Monday, February 28, 2011

Book Cover

Check this out:

Would you rather me blog in this size? 

Or is this easier to read? Unless you have REALLY bad screen resolution or even worse eye-sight, this size is much more enjoyable. The large one, to me, feels too loud. But why is that? What makes it better? I can type the same thing in two different font sizes and the bigger one will feel too mean and rough. Font isn't the only victim to this size issue. 

Take, for example, cars. A hummer is much larger than a sedan. 

That wasn't a great image of that, but trust me on it. When I see a hummer while driving my Mazda, I feel really vulnerable. I feel like the hummer could rear up at any second and swallow my little car, and myself, whole... The driver of the hummer could be the nicest and sweetest old man alive, but it's still intimidating. I can't imagine being comfortable with owning a hummer or knowing someone who loves their hummer dearly.

Shoes have this issue as well. It seems that the smaller the shoe the cuter, and no matter how cute the shoe is, it's just ugly when it gets too big. I'm not saying anyone has ugly shoes, because once on the feet, the shoes look just fine. It's just when they sit alone in the shoe store, without feet inside of them, they don't attract me much. The little baby shoes are where it's at. Big shoes seem obnoxious and crowding. Smaller shoes feel so quaint and sweet. (yes, shoes can feel sweet...)

The biggest victim to the size-up mentality is the individual. For example, I am just over five feet tall. My boyfriend is just over six feet tall.

We are both very very sarcastic people. It takes us a lot of effort to be serious sometimes. It's easy to just throw out a teasing remark, especially if we aren't really in a good mood. That alone is a problem, but it is a different problem for each of us.

When I throw out a mean comment (intentionally or unintentionally), people--especially guys--think I'm flirting. No matter how hard I try, I can't come across as genuinely not interested. Sometimes, a comment will slip out when I don't intend for it to (because I genuinely don't mean it), and people just laugh. So I laugh along and explain that I didn't mean to say it.

Nathan will throw out silly comments, and they really will be funny, but someone always thinks he's being rude. We could say the same thing and people would consider him mean and me flirtatious. Being a broad and tall guy, I guess he's intimidating.

To illustrate this example, let me paint you a scenario.

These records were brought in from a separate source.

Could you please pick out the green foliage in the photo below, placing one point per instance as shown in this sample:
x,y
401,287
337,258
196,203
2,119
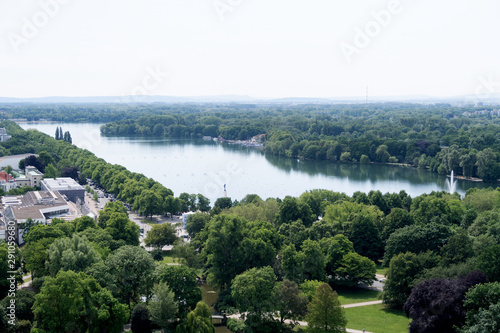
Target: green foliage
x,y
121,228
403,270
140,321
198,321
75,254
233,244
309,288
39,232
73,302
291,301
355,269
489,262
195,223
83,223
162,306
253,292
161,235
416,239
182,281
50,172
35,256
127,272
325,313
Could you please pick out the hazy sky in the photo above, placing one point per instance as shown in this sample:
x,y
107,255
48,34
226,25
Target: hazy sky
x,y
261,48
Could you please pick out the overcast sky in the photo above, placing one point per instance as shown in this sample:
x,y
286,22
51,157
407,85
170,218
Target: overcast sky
x,y
261,48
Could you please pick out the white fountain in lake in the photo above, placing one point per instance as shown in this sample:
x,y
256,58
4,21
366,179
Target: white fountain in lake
x,y
452,184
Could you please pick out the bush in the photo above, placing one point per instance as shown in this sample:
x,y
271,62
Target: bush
x,y
157,254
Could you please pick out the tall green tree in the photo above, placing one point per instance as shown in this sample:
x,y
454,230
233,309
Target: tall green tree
x,y
162,306
75,254
182,281
161,235
325,313
198,321
130,270
253,293
72,302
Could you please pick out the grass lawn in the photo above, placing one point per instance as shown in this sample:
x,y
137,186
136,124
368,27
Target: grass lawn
x,y
356,295
377,319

A couple of years ago, someone asked Nathan for a ride home. Jokingly, Nathan said no, but intended to seriously take her home. The girl insisted that Nathan was being rude and she hasn't talked to him since...

Yesterday, at church, someone kept asking me out. I told them that I was only interested in being friends and that I seriously did not want to date them. They thought I was being sooooo funny and just kept asking me. I flat out told them no, and they laughed even more and took my rejection as flirtation...

No matter where we are, or what we're doing, people always think Nathan is being mean and that I'm being cute. I don't want to come off as a cute, flirty girl. Not when I'm working on finding a stable job and landing my first film gig. And Nathan doesn't want to come off mean. He has a great sense of humor, and wants people to like him. It's only because of our sizes, too. People can't take me seriously, no matter what I do to be serious, and people don't see Nathan as the nice guy that he is... It's really kind of tragic when people judge a book by it's cover. Some of the greatest books have the weirdest covers.